Rimasero immobili. Sapevano con agghiacciante certezza che la scena cui stavano assistendo sarebbe rimasta impressa in eterno nelle loro menti. E nonostante la tempestosa controversia che più tardi sarebbe infuriata, loro e le centinaia di altri a bordo della nave e sui bastioni dei forti non ebbero mai dubbi circa l’identità di colui che avevano visto quella mattina a bordo della malconcia corazzata della Confederazione.

In preda a una soggezione impotente, quasi mille uomini assistettero al passaggio della Texas, guardando il fumo che saliva dagli oblò dei cannoni silenziosi e la bandiera sbrindellata e lacera legata alla ringhiera contorta. Non si udì un suono né uno sparo mentre la nave entrava nel banco di nebbia e scompariva per sempre dalla vista.

SPERDUTA

10 ottobre 1931
Sahara sud-occidentale

Kitty Mannock aveva la sensazione stranissima di volare a capofitto nel nulla. Era sperduta, completamente e disperatamente sperduta. Per due ore lei e il piccolo, fragile aereo erano stati sballottati nel cielo da una feroce tempesta di sabbia che nascondeva completamente il deserto. Sola in quel cielo vuoto e invisibile, doveva lottare contro strane illusioni che sembravano sbocciare dalla nube bruna e avvolgente.

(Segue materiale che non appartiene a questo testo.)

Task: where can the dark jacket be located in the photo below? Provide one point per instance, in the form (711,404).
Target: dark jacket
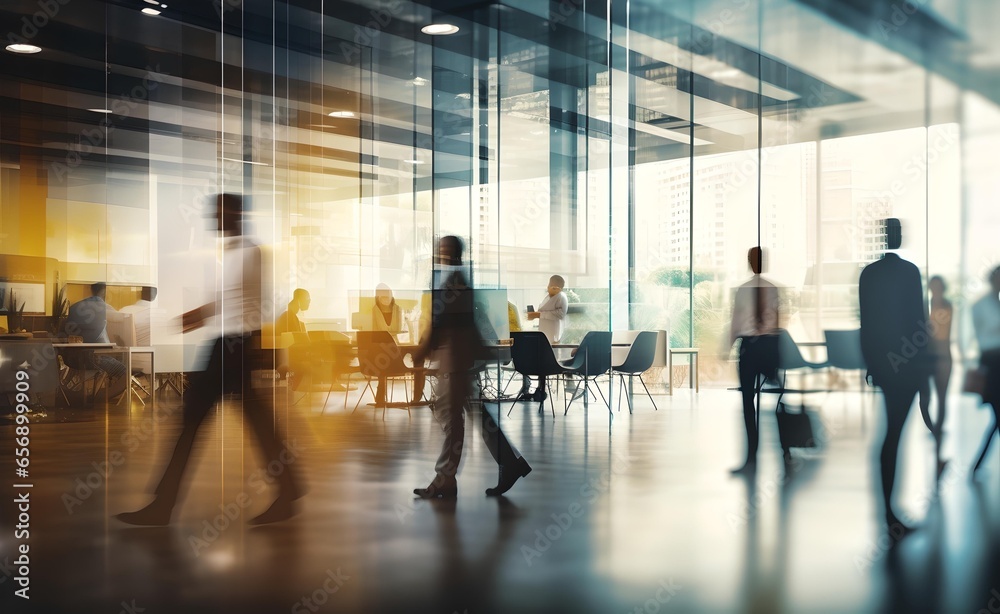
(895,333)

Kitty inclinò la testa all’indietro e guardò attraverso il parabrezza superiore. Lo splendore arancio del sole era completamente nascosto. Poi, forse per la decima volta in dieci minuti, abbassò il finestrino laterale e sbirciò dall’abitacolo, ma non vide nulla sotto di sé se non l’immensa nube turbinante. L’altimetro indicava 1500 piedi, un’altitudine sufficiente per superare tutti i plateaux dell’Adrar des Iforas, un prolungamento del massiccio dell’Ahaggar nel Sahara.

Si affidava agli strumenti perché impedissero all’aereo di precipitare. Per quattro volte, da quando era entrata nella tempesta accecante, aveva notato una diminuzione dell’altitudine e un cambiamento di direzione, segni sicuri che stava incominciando a scendere in cerchio verso il suolo. Attenta al pericolo, ogni volta aveva riportato l’aero in assetto senza incidenti, virando fino a che l’ago della bussola era ritornato, tremando, a indicare una direzione verso sud di 180 gradi.

Kitty aveva tentato di seguire la pista Transahariana, ma l’aveva perduta di vista poco dopo essere penetrata nella tempesta di sabbia che era arrivata senza preavviso da sud-est. Impossibilitata a vedere il suolo, non aveva idea della deriva dell’aereo e non capiva per quale distanza il vento l’avesse spinta fuori rotta. Virò verso ovest e accentuò la deviazione nel tentativo vano di aggirare la tempesta.

Non poteva far nulla se non proseguire in solitudine attraverso il grande oceano di sabbia minacciosa. Era il tratto che Kitty temeva di più. Calcolava che le restassero ancora quattrocento miglia di volo prima di raggiungere Niamey, la capitale del Niger. Là avrebbe fatto rifornimento di carburante prima di continuare la trasvolata da primato fino a Città del Capo, nel Sud Africa.